Selection of Cell Culture Supernatant and Cell Lysate
- Select cell lysate or cell culture supernatant as the sample according to the position of target object;
- If the target object is secreted (e.g. secreted membrane protein), cell culture supernatant can be used as the sample;
- It's recommended to select cell lysate for intracellular target object. Some intracellular proteins may leak into the medium by secretion or apoptosis. However, the supernatant is still detectable.
D. Sputum Sample
1) Weigh the viscous part in the sputum. Add 0.1% DTT(Dithiothreitol, responsible for dissolving mucus) at twice the volume of sputum. Repeat pipetting and then use a vortex mixer to oscillate for 15s. Oscillate with water bath at 37℃ for 5 min;
2) Add PBS buffer at twice the volume of the sputum. Continue to oscillate for 15-20min. Use 150ft wire mesh for filtration. Centrifuge at 1500 rpm for 10 minutes. Absorb the supernatant to perform the assay.
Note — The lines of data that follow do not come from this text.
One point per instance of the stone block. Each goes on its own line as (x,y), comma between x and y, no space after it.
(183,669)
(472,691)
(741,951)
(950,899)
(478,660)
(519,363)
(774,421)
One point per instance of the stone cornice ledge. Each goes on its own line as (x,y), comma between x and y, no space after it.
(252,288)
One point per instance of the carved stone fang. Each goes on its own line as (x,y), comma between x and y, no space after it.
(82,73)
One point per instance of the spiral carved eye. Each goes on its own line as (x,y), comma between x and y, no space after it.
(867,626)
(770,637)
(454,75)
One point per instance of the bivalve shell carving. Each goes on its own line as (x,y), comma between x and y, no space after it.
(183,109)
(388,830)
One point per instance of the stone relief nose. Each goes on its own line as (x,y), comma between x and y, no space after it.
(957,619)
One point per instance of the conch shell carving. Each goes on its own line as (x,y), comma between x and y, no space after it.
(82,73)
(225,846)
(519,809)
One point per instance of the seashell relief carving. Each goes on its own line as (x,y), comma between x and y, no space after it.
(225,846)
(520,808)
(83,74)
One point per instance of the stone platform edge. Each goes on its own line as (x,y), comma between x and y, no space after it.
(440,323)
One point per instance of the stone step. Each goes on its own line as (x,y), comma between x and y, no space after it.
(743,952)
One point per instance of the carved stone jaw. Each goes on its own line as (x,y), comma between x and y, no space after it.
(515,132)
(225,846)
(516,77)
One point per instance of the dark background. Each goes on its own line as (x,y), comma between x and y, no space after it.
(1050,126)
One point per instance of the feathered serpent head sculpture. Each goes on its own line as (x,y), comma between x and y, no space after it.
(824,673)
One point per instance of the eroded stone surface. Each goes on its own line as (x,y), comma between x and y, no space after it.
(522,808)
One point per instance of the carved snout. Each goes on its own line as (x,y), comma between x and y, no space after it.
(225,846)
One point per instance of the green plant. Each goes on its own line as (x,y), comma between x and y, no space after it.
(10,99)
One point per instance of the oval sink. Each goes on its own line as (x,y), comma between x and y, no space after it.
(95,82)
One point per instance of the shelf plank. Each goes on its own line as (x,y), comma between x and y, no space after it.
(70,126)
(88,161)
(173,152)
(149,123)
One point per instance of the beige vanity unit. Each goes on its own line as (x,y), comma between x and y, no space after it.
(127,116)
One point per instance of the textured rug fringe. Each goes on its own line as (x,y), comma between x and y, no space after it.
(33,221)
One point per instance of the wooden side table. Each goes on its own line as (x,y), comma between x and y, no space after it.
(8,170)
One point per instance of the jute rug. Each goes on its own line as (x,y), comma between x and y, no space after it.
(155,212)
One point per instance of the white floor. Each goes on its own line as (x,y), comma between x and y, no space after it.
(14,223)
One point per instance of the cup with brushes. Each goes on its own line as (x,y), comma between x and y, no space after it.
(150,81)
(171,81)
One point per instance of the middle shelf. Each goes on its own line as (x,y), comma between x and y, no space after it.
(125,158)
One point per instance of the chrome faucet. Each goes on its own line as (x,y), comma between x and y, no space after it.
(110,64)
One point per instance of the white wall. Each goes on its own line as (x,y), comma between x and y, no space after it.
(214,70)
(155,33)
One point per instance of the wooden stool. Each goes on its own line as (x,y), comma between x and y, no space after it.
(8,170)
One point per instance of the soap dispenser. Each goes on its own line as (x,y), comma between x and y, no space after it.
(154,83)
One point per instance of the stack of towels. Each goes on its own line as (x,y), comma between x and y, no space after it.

E. Saliva / Urine / Milk Sample
Use a sterile tube to collect the sample. Centrifuge for 2 minutes at 10,000 x g at 2-8℃. Or centrifuge at 2000-3000 rpm for 20 minutes; Collect the supernatant to perform the assay immediately or sub-pack for cryopreservation at -20℃ or -80℃; Try to reduce free-thaw cycles.
F. Stool Sample
1)Collect the stool as dry as possible. It's difficult to process diluted stool and the detection accuracy decreases. The weight of collected stool should be above 50mg;
2)Wash the stool with PBS three times. Weigh the centrifuged stool after precipitation;
3)Add PBS buffer (The volume of added PBS buffer depends on the weight of processed stool. Usually, 9ml PBS buffer is appropriate for 1g stool. Pulverize it with ultrasound or smash it;
4)Centrifuge for 10 minutes at 5000×g. Collect the supernatant to perform the assay immediately or sub-pack for cryopreservation at -20℃ or -80℃.
G. Semen Sample
1)Collect the semen into a sterile container. Place the semen sample in a water bath at room temperature or 37℃. With the help of fibrinolytic enzyme secreted by the prostate, the semen is liquefied and thin.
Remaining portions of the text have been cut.